The adhesive was chosen for suturing thread by thread: 10% starch paste and 20% sturgeon glue in water (1:1). Natural linen threads 2297, 170 g/m², were used and maintained at a tension of 1 N/cm thanks to the IAFMS (fig. 59.3). At the end of the operation, the textile support showed a tension of 3.2 N/cm in the treated area. For the reinforcement bridges, the same natural linen threads were used, but impregnated with Plextol B500. The tension applied with Q-20-10-02-N magnets and the IAFMS was 1.5 N/cm. Once the treatment was finished, the treated area maintained a tension value of 3.0 N/cm.

Case Study 2

The second work was an oil painting on cotton cloth, dating from the twentieth century, whose motif is a still life. It is supported with a taffeta ligament, is industrially prepared, and measures 98 × 48.5 cm.

Cotton fabric threads, 320 g/m² (fig. 59.4), were used, along with 10% starch paste and 20% sturgeon glue in water (1:1) as adhesive for the textile intarsia.

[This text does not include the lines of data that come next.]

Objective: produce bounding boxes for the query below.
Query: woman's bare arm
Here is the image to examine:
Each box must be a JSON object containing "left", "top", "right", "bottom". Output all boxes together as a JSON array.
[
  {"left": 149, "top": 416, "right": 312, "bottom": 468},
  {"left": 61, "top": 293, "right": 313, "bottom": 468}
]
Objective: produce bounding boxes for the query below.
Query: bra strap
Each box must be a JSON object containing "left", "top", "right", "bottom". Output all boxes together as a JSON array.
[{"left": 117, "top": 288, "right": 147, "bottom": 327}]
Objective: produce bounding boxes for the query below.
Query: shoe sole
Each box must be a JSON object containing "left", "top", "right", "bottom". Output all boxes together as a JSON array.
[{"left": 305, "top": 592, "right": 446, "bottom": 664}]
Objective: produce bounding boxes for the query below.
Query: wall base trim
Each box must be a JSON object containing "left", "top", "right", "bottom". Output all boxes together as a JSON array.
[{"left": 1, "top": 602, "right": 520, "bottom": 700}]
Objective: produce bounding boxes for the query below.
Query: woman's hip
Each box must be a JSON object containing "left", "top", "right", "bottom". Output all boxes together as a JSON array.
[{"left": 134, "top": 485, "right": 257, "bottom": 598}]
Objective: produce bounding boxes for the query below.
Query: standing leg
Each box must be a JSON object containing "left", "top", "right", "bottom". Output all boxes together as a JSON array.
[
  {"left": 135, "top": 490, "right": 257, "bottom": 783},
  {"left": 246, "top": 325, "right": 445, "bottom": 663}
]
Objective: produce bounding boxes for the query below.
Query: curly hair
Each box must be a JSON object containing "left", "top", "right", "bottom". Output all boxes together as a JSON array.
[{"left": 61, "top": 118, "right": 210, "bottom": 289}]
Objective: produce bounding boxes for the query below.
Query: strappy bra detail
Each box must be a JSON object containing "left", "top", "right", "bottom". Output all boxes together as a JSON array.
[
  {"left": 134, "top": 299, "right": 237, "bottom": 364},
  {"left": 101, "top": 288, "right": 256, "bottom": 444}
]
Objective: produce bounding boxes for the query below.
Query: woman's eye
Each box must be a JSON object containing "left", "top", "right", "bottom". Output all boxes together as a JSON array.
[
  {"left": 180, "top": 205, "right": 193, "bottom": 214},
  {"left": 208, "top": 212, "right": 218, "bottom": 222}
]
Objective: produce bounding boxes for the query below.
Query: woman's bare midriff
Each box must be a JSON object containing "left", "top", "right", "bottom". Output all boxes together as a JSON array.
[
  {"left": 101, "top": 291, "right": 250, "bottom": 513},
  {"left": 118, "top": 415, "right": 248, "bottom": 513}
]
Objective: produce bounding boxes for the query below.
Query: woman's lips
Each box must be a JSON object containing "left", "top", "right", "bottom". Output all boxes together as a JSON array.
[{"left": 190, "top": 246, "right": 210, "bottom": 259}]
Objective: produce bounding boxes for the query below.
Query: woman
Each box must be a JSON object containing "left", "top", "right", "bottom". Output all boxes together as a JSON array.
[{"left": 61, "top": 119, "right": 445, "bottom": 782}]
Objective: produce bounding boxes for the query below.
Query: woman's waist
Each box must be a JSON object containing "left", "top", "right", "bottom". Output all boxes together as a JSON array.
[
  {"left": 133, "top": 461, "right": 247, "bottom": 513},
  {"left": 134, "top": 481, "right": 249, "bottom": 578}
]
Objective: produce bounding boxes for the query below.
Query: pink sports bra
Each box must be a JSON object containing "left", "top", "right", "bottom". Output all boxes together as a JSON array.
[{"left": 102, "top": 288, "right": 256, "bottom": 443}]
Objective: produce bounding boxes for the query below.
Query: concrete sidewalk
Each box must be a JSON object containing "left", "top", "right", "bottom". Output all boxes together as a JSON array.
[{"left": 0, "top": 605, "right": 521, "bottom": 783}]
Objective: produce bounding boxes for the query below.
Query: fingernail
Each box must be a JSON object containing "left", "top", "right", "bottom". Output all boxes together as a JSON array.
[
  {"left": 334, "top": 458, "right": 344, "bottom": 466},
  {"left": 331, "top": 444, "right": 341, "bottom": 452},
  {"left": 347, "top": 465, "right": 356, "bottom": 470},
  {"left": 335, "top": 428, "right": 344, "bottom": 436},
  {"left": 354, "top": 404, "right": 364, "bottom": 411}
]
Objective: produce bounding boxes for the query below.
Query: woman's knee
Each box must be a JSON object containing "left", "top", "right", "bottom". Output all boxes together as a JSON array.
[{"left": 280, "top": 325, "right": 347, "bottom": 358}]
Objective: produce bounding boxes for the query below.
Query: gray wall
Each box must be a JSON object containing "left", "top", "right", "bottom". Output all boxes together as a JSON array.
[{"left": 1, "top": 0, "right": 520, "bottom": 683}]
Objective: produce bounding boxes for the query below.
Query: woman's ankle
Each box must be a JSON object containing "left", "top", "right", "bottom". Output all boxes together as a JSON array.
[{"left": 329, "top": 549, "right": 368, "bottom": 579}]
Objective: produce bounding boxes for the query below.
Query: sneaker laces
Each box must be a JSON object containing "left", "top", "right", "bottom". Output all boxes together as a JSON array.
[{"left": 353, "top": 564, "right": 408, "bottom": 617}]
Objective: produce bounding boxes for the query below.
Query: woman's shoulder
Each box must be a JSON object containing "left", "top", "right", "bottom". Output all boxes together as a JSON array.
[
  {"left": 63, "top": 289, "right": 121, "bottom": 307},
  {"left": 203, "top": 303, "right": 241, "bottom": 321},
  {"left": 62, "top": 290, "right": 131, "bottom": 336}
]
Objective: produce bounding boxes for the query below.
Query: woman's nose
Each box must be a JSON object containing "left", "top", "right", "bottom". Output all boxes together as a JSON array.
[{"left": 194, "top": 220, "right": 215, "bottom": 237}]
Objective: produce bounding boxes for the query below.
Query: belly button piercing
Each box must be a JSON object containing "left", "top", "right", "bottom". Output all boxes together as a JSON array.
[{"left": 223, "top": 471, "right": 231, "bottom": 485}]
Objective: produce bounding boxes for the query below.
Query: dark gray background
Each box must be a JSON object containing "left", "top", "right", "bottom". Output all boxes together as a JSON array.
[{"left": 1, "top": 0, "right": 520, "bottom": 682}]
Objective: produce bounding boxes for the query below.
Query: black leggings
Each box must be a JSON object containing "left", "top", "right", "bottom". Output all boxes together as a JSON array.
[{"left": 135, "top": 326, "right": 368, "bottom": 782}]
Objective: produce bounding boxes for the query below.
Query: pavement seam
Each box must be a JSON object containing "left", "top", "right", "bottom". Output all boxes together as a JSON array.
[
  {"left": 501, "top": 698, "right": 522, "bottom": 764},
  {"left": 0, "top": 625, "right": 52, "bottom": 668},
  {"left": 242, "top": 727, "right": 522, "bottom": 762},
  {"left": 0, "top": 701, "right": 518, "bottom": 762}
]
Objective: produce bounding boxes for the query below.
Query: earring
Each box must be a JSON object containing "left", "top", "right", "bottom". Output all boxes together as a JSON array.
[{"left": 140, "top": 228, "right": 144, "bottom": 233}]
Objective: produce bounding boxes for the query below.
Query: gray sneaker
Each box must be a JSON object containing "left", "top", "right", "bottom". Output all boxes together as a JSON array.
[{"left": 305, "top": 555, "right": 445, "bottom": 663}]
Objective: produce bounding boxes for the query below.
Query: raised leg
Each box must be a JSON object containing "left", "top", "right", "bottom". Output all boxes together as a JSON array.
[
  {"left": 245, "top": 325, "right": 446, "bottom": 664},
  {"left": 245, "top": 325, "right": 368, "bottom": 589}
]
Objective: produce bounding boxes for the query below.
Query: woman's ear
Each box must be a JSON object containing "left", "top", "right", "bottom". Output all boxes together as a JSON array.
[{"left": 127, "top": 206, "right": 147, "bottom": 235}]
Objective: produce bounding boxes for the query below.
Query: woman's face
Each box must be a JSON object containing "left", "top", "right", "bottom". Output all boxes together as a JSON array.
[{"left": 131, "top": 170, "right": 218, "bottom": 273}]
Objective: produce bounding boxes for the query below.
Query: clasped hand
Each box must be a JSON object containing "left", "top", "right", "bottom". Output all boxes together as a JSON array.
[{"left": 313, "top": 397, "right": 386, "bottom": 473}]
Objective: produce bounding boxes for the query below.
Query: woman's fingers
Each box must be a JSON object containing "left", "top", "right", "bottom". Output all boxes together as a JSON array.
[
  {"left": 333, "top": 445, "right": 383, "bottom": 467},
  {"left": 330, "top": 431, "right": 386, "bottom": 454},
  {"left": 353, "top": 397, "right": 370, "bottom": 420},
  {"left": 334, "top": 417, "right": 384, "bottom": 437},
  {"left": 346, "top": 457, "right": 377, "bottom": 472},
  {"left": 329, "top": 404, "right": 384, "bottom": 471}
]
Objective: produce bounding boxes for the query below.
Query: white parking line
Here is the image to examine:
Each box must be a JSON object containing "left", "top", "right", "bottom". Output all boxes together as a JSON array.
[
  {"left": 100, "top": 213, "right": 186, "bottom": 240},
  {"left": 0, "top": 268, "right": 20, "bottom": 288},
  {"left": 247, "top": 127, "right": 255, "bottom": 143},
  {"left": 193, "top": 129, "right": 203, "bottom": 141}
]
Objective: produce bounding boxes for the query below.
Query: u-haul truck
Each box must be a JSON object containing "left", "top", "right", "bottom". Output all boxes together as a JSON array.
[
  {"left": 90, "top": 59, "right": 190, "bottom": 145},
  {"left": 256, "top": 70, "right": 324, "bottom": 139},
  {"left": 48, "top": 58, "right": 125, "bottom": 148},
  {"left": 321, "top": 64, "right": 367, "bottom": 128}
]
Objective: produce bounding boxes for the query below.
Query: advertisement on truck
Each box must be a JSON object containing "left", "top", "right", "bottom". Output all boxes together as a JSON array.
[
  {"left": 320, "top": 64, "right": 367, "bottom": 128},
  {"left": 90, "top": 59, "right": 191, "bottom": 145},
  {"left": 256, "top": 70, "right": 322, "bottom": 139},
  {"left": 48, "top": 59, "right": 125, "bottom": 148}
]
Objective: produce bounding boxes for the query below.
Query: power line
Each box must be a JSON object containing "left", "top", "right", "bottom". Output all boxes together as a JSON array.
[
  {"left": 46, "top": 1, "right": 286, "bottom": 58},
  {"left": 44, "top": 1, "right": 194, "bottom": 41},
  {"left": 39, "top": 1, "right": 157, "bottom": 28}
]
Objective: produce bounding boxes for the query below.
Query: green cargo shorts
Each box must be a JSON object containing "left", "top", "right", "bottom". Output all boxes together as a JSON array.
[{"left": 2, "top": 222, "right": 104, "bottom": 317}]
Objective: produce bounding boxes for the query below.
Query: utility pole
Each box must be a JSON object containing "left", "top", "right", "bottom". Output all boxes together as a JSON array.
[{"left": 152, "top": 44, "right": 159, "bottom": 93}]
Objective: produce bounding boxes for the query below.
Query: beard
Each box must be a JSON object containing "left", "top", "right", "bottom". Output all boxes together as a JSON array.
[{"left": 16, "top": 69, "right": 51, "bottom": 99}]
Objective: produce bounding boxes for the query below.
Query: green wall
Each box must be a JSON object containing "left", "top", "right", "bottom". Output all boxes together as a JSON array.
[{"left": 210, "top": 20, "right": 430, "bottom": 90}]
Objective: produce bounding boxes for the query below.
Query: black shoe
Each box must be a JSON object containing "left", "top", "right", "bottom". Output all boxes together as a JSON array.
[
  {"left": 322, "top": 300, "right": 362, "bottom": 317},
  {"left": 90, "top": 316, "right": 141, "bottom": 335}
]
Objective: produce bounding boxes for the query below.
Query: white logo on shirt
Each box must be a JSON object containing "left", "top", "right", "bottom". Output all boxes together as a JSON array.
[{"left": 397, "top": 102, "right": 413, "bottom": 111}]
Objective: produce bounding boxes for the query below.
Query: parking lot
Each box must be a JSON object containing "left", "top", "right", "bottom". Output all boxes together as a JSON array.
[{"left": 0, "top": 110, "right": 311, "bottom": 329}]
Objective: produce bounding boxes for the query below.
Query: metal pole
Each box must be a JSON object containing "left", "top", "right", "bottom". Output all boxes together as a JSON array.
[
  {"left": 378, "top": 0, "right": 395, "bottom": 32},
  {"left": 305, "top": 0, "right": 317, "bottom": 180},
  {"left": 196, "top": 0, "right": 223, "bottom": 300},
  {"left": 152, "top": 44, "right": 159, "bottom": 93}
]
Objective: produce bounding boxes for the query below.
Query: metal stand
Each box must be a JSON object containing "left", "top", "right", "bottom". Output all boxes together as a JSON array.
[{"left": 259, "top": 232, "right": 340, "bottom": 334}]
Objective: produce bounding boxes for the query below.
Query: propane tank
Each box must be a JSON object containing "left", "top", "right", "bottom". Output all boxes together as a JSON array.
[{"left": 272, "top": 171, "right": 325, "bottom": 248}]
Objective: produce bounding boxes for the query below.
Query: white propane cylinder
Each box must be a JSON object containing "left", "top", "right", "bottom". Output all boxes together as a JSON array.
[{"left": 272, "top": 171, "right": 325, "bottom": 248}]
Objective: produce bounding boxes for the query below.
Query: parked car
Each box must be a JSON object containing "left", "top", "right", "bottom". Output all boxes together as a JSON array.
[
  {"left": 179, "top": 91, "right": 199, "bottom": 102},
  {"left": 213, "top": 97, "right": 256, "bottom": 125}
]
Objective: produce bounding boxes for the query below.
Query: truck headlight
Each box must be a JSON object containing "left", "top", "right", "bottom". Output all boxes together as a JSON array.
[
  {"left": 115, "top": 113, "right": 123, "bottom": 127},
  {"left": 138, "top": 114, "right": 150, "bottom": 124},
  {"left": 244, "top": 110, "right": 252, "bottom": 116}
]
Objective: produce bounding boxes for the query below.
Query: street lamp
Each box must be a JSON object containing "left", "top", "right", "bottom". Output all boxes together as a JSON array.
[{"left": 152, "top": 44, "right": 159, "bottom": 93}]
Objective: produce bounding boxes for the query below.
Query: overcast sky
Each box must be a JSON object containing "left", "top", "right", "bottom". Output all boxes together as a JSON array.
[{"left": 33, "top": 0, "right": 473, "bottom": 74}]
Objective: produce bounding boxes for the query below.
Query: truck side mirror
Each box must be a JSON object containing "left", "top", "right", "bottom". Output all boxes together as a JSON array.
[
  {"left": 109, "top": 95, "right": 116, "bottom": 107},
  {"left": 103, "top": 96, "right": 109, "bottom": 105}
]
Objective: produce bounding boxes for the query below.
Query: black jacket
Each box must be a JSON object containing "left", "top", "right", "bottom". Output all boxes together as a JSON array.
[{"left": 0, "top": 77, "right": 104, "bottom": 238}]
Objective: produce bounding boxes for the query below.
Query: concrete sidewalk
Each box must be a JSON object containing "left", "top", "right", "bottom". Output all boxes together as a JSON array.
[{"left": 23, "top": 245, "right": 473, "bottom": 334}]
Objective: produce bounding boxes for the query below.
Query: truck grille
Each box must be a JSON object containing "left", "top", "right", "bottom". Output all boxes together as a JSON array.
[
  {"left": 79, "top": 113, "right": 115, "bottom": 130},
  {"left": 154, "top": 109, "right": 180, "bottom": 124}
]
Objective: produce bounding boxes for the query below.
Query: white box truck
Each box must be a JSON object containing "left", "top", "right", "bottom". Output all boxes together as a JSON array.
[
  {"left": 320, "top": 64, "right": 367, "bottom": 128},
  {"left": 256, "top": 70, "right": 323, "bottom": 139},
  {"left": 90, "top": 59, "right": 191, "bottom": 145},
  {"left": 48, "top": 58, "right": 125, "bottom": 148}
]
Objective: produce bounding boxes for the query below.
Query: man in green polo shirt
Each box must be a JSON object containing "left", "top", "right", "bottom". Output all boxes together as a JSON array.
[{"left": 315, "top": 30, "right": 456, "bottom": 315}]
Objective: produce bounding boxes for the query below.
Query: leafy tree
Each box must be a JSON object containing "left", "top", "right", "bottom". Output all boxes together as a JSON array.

Because a water-based adhesive was used, small dots were applied to the ends of each thread. The tension of the new threads was 1 N/cm, and after the operation was completed, the treated area had a tension of 3.5 N/cm.

Conclusions

Experimental tests demonstrate the validity of using neodymium magnets as an alternative to traditional procedures in the conservation of painted fabric supports. The magnetic IAFMS allows one to make treatments of sutures thread-by-thread or using textile intarsia, or thread-bridge reinforcement, minimizing the manipulation of the work and with it the risks. It is important to remember that the method of assembly of the magnetic system, the holding and tension force, and the size and weight of the magnets are factors that must be evaluated by the restorer. This method is simple, low-cost, effective, reversible, and respectful of the original work of art.